音楽好きに知ってもらうための「次元を越超える練習」



──他に苦戦したこと、戦略的に考えてきたことがあれば教えてください。

やっぱり次元を越えたことですね。1周年のライブで初めてちゃんと「次元を越えた」んですけど、それ以前から「越える練習」はしてきました。

──「次元を越える練習」という言葉はかなりキャッチーですね!

いきなり、というのは色々と難しかったので自分の代わりにクマのぬいぐるみを動かすところから始めて、クマの姿で歌う練習の様子をYouTubeとかTikTokとかにあげたりしてました。

──次元を越えようとなったのはいつ頃からなんですか?

去年の5月くらいにギターを始めた頃からです。

弾き語りをいずれ披露したいなって思っていたんですが、2次元の姿のままで弾き語りするのって、見てる方にあまり臨場感が伝わらないというか、自分の伝えたいものが伝わってない感じがしました。

実際に弾いてる細かい指の様子のような細部は、 やっぱり2次元だと伝えられるのに限界がある。ファンの人と同じ次元に立ってライブできたら、伝えられるものが増えるんじゃないかなと考えて、その辺りから次元を超える準備を始めたと思います。事務所の人とも相談して、そっちの方がいいんじゃないかって。

──最近のバーチャルアーティストの傾向として、生身の姿でライブをやったりするアーティストも少しずつ増えてきています。そういった周りからの影響もありましたか?
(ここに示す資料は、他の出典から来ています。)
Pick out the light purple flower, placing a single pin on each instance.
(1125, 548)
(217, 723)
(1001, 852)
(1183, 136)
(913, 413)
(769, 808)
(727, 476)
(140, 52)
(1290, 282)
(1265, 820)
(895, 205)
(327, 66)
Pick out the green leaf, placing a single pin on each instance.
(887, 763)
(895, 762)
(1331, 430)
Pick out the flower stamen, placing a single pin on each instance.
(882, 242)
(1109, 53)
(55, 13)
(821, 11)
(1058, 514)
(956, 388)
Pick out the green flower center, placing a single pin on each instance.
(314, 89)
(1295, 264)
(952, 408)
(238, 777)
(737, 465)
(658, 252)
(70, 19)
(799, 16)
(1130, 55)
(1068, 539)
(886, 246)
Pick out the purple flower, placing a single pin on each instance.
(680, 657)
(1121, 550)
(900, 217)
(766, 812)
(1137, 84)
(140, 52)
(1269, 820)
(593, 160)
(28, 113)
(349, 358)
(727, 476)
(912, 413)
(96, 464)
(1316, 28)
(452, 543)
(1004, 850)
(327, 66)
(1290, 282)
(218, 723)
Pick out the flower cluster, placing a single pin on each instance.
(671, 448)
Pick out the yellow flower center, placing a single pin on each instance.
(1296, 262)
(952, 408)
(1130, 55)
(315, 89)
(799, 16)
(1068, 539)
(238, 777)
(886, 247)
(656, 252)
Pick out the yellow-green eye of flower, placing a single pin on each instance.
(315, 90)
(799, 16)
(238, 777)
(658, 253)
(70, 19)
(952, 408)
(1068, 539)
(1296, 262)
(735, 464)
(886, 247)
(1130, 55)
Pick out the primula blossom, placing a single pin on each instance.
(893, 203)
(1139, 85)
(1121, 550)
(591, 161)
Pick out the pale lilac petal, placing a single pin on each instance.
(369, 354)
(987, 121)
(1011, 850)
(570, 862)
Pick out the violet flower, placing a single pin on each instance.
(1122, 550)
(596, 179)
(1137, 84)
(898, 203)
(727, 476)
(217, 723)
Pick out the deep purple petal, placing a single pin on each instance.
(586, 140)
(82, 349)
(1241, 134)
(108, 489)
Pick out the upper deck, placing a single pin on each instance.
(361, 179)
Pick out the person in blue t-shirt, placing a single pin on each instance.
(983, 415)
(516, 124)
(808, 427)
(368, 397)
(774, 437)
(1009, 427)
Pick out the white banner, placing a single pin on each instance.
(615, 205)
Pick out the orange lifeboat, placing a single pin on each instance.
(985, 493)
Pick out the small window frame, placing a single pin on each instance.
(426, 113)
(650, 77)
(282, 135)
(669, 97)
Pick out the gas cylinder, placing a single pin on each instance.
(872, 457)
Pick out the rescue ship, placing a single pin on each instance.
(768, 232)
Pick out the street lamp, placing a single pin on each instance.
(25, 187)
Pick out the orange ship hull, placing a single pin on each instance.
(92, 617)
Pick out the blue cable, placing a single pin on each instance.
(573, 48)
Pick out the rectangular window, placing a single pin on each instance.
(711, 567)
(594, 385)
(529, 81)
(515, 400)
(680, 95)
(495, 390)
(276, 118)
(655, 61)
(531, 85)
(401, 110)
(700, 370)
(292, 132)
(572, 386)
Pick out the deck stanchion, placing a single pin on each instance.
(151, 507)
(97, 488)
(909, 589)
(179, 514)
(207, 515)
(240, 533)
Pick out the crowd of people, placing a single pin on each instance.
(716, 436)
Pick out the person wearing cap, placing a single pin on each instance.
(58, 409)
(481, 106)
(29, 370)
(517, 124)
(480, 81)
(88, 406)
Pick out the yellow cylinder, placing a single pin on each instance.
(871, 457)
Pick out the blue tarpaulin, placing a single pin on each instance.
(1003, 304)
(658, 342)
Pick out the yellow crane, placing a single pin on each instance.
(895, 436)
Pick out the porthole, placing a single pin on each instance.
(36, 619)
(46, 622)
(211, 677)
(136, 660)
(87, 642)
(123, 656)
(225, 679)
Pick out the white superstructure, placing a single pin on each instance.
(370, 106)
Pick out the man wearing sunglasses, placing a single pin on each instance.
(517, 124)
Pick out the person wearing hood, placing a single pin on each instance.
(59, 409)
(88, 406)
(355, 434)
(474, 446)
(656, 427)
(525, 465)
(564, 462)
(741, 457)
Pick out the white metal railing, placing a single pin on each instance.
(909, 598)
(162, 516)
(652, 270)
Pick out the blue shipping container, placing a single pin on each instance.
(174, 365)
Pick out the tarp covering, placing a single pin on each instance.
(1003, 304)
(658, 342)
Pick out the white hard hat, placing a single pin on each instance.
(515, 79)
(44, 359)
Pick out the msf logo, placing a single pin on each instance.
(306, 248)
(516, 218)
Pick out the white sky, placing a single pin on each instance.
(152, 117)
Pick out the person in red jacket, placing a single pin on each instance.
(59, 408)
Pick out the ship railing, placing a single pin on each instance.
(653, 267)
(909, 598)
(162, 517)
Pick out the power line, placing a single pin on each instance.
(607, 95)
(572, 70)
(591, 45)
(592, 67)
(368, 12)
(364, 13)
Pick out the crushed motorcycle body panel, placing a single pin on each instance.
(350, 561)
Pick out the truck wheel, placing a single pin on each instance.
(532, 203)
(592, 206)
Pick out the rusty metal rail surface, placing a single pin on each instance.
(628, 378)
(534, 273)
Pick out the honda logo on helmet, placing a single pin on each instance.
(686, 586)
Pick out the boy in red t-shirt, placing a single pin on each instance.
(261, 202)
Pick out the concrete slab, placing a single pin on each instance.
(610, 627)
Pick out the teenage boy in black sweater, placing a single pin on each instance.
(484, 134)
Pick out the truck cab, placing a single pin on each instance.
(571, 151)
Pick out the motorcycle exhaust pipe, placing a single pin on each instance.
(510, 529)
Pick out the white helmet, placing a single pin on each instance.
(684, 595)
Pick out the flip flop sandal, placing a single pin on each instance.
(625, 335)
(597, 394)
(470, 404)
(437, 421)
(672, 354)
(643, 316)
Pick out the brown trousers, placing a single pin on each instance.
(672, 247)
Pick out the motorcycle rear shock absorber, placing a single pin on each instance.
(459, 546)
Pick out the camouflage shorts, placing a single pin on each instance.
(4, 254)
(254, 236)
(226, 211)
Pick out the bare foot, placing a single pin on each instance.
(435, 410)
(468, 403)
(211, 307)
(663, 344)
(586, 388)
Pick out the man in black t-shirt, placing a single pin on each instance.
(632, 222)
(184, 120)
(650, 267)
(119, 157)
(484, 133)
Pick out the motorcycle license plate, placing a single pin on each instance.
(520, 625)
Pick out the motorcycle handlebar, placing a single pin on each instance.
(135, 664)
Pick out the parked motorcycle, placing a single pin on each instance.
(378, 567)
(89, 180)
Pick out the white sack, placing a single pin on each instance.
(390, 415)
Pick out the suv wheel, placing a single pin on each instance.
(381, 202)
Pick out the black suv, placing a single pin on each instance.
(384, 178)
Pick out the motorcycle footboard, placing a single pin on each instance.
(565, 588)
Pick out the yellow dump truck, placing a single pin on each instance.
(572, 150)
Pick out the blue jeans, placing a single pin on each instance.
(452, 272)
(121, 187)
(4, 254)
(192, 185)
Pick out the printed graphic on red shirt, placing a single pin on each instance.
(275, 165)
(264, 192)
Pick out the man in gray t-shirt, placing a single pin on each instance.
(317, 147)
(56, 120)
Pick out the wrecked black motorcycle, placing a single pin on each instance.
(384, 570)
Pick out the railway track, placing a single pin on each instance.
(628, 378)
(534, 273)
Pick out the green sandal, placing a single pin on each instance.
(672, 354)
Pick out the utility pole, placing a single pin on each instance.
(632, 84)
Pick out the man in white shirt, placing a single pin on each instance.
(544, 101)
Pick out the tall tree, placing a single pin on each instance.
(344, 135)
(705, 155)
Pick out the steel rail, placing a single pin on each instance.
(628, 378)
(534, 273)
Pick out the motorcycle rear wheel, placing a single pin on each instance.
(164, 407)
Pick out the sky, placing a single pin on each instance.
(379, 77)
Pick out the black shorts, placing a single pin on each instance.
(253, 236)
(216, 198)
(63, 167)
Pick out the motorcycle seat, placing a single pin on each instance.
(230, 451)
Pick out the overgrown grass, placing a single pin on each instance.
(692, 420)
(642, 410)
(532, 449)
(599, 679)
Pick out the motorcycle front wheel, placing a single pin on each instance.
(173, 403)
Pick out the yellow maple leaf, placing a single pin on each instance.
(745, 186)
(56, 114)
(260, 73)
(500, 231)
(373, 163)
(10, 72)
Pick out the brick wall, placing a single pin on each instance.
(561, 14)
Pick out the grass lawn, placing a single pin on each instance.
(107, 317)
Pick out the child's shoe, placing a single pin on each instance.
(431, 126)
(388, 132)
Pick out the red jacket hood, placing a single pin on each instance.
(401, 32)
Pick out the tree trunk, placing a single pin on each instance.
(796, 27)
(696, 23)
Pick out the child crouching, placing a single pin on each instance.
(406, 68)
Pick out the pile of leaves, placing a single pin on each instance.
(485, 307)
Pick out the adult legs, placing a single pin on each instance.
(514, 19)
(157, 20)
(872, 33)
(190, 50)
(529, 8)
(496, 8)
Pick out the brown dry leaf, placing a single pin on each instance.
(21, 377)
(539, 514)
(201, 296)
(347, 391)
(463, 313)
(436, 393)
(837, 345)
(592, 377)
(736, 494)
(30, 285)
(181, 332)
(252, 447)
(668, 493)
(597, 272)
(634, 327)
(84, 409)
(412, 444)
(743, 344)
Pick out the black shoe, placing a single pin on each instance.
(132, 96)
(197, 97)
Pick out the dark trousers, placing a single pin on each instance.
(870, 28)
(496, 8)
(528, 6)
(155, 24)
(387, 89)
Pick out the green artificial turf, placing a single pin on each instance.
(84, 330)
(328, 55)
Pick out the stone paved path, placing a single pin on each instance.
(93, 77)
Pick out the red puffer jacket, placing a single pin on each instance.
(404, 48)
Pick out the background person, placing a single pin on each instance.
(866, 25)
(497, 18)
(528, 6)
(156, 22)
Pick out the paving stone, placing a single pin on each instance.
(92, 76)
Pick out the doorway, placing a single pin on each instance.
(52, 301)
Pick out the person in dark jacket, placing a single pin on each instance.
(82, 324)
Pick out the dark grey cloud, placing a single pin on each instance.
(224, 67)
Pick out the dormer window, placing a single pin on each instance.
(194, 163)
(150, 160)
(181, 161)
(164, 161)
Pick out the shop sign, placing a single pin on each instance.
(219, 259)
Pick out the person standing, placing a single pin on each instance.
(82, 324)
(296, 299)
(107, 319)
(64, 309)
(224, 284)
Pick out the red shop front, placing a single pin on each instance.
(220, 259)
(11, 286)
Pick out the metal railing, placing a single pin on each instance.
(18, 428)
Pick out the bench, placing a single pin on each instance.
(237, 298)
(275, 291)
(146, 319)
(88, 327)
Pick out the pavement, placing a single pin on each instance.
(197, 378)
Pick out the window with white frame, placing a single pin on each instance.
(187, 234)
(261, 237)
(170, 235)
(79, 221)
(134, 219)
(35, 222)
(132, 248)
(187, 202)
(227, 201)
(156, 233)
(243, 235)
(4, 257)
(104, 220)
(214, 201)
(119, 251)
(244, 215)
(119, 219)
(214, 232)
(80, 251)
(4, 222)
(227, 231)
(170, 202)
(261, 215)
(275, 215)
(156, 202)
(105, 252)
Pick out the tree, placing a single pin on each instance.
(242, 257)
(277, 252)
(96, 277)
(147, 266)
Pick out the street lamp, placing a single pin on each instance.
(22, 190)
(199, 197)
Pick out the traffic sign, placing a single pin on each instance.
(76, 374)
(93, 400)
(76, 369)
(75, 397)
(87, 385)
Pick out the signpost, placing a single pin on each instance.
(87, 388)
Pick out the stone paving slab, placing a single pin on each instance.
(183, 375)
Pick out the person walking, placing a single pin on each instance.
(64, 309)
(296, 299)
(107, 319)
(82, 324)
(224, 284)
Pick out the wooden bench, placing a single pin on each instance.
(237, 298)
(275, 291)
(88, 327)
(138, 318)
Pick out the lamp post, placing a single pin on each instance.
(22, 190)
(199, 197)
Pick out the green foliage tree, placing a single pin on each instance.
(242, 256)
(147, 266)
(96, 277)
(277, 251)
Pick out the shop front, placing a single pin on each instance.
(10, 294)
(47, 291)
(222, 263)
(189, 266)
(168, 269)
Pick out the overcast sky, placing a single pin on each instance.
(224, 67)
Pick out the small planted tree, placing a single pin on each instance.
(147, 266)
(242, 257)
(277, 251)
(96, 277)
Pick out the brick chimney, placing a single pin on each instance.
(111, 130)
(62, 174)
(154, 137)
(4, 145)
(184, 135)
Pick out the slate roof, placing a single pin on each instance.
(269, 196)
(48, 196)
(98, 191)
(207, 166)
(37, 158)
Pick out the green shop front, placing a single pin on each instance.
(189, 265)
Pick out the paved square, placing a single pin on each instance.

そこに関してはあまり影響は受けていないというか、そういった方々が増えてきたことも知りませんでした。「音楽好きの人にもっと広く知ってもらいたい、新しい表現をもっとしたい」という思いがあったことが大きな要因になったと思います。

思い出や、記憶を掘り起こせる感覚を届けたい



──そもそも長瀬さんが歌手を目指そうと思ったきっかけや音楽のルーツについて教えてください

保育園に通ってた時に、車の中で親が流してるCDを聞く時間がすごく好きでした。特に松たか子さんや小沢健二さんの曲を親がよく聴いていて、その頃からちょっと懐かしいような感じの曲が好きになりました。

流行りの曲も親戚の人が貸してくれたりしていたんですけど、それよりも懐かしい曲を好んで聞くことが多かったです。小学生の頃にピアノをやったり、中学校で吹奏楽部に入ったりして、そもそも音楽に触れる時間が多かったんですけど、中学の時に吹奏楽部の友達と初めてカラオケに行ったんです。そこで好きな曲を歌って、「歌うのって楽しいな」って思ったんですね。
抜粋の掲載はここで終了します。